UAW convention

Dennis R Redmond dredmond at OREGON.UOREGON.EDU
Thu Jul 9 15:52:19 PDT 1998


On Wed, 8 Jul 1998 MScoleman at aol.com wrote:


> If elections tend to perpetuate the status
> quo, and if occasional activist leadership persons tend to be co-opted, the
> how do unions become more the front line of defense for the working class?
> Do we need all new unions? Do we need a new movement? Is there some
> way to push existing unions into class action?

My own feeling about this is that the best way of fighting for union democracy and a revitalization of the American Left more generally is to study what the multinationals are doing very, very carefully, and to adopt/absorb/otherwise turn their own weapons against them. The multis are, as a rule, replacing human networks with technological ones: the old caste of white male WASPish engineers so dear to GM and Boeing is breaking down, and being replaced with a complex and differentiated workforce -- both a savagely barbaric and partly civilizing process, as places like Singapore and South Korea are cosmopolitanized, while Flint and Birmingham are left to rot.

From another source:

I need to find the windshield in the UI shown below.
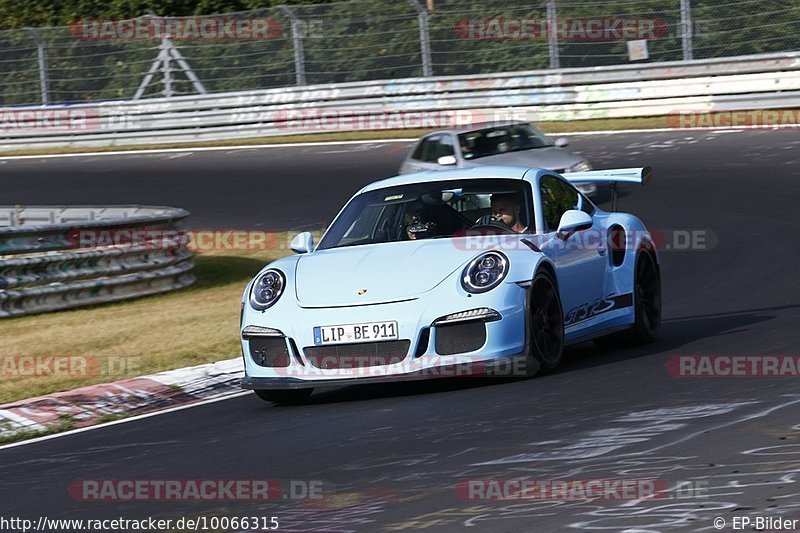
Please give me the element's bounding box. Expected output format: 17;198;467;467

That is, we need to think not just in terms of new movements (and the obvious examples of the TDU, IG Metall, and genuine Left parties like the Greens or the Labor Party) but in terms of a newly global proletariat, which has barely begun to organize itself and mostly lacks class consciousness, but which is employed in high-tech cleanrooms, works with state-of-the-art computers, and is probably one of the most skilled and educated workforces, in its own way (I include media awareness and cultural cosmopolitanism here), in world history. So what would an information socialism look like? I have no idea, but my guess is it'll have something to do with activist-minded unions and Left parties in Europe and the US sparking/solidarizing with multinational organizing drives in Eastern Europe and East Asia, just as much as the US South or American service-sector industries. The spread of community-based labor coalitions and cross-border initiatives, like the one currently being waged with the Han Young workers in Tijuana, or the ones starting to appear in the European Union itself, are powerful evidence that such things are at least possible, even in an era of the most ferocious political and social regression.